Danny Sullivan has a backgrounder. “Google is undertaking the most radical change to its search results ever, introducing a “Universal Search” system that will blend listings from its news, video, images, local and book search engines among those it gathers from crawling web pages…The move potentially should be a huge boon for searchers, while search marketers who have paid attention to the importance of specialized or vertical search will see new opportunities.”
Barrons’s writes: “Ted Schlein was making the point that enterprise software will increasingly look like what consumers do at home. He notes that the two enterprise applications he uses the most are e-mail and Google. Look for examples of software that mimic what consumers do at home and do it within the enterprise, he says. Corporate directories of the future will look like MySpace. College grads of the future, he says, are not going to want to use the dull enterprise applications now is use.”
Tomi Ahonen writes: “Consider that voice calls for the majority of UK users – prepay (voucher) customers declined over the past year by 28%. Voice calls by postpay (contract) customers declined by 22% last year. But over the same time SMS text messaging grew by 43% ! The UK now averages over 6 text messages per day ! That is rapidly catching up with world leaders where in South Korea they average 10 SMS per day per phone subscriber, Singapore averages 12 per day and the Philippines average 15 SMS per day. The European average is under 2 SMS per subscriber per day (and American averages are still near the one half text message per cellphone subscriber per day rate).”
Popular Mechanics writes: “The technorati among you may protest: Why do we need home servers when everything is migrating online? Google has a full suite of productivity software available that works through a Web browser, and services like .Mac function as an online virtual server for home and small business users without bringing IT problems home. Combine that with a general trend toward higher bandwidth, and the distinction between your network and the Internet becomes almost academic. Nevertheless, the end result is the same: a server — massive, networked, securely backed up and well-managed storage that is accessible from anywhere. Without it, the era of movie downloads and the networked home will never evolve beyond an early adopter novelty.”
Marko Ahtisaari writes about why he prefers Jaiku over Twitter:
For me Jaiku is about:
1. Silent sociality – checking up on what my friends are up to when convenient, and posting my own state knowing that I won’t be disturbing others (unless they have explicitly asked to be alerted).
2. Small-group sociality – Jaiku is not about celebrity. I’m interested in sharing state with a small group I’m nearly always in contact with, what Mimi Ito has called full-time intimate community.
3. Mobile sociality – Jaiku was designed with the mobile “living phonebook” interface in mind. SMS alerts crowding the inbox of one of the few working personal and functional communication channels is not my idea of improving communication. I use the SMS-in posting to Jaiku when I’m using my Nokia 8800 and with my N70 I use the Jaiku phonebook.

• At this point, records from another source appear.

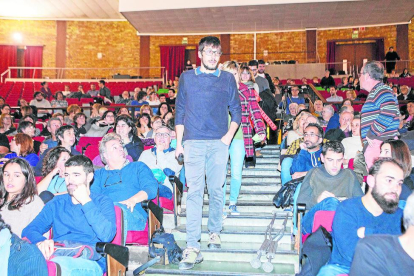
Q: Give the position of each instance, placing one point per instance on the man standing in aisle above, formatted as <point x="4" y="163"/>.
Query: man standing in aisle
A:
<point x="204" y="127"/>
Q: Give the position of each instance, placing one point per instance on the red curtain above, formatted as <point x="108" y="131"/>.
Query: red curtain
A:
<point x="173" y="59"/>
<point x="8" y="58"/>
<point x="33" y="57"/>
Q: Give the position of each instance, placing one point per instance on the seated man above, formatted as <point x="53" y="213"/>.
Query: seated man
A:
<point x="81" y="217"/>
<point x="353" y="144"/>
<point x="52" y="125"/>
<point x="309" y="155"/>
<point x="387" y="255"/>
<point x="125" y="183"/>
<point x="324" y="186"/>
<point x="65" y="136"/>
<point x="376" y="212"/>
<point x="160" y="159"/>
<point x="344" y="130"/>
<point x="334" y="97"/>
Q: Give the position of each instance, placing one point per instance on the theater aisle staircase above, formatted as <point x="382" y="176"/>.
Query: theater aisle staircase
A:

4. Background sociality – Jaiku allows me to integrate other online identities and feeds (including delicious, flickr and any RSS) into my single jaiku presence feed. This is done in a way that do
Recently, Business Today asked me to write a column about the Internet in India. This is what I wrote.
The Internet is back! There’s a buzz among entrepreneurs as venture capital companies are putting money into companies focused on the Indian market. Online advertising (display, search and classifieds) is growing. Users are starting to spend on transactions going beyond ticketing. All in all, the long-promised boom of the Indian Internet is underway. What needs to be done to ensure that the boom isnt just a transient bubble?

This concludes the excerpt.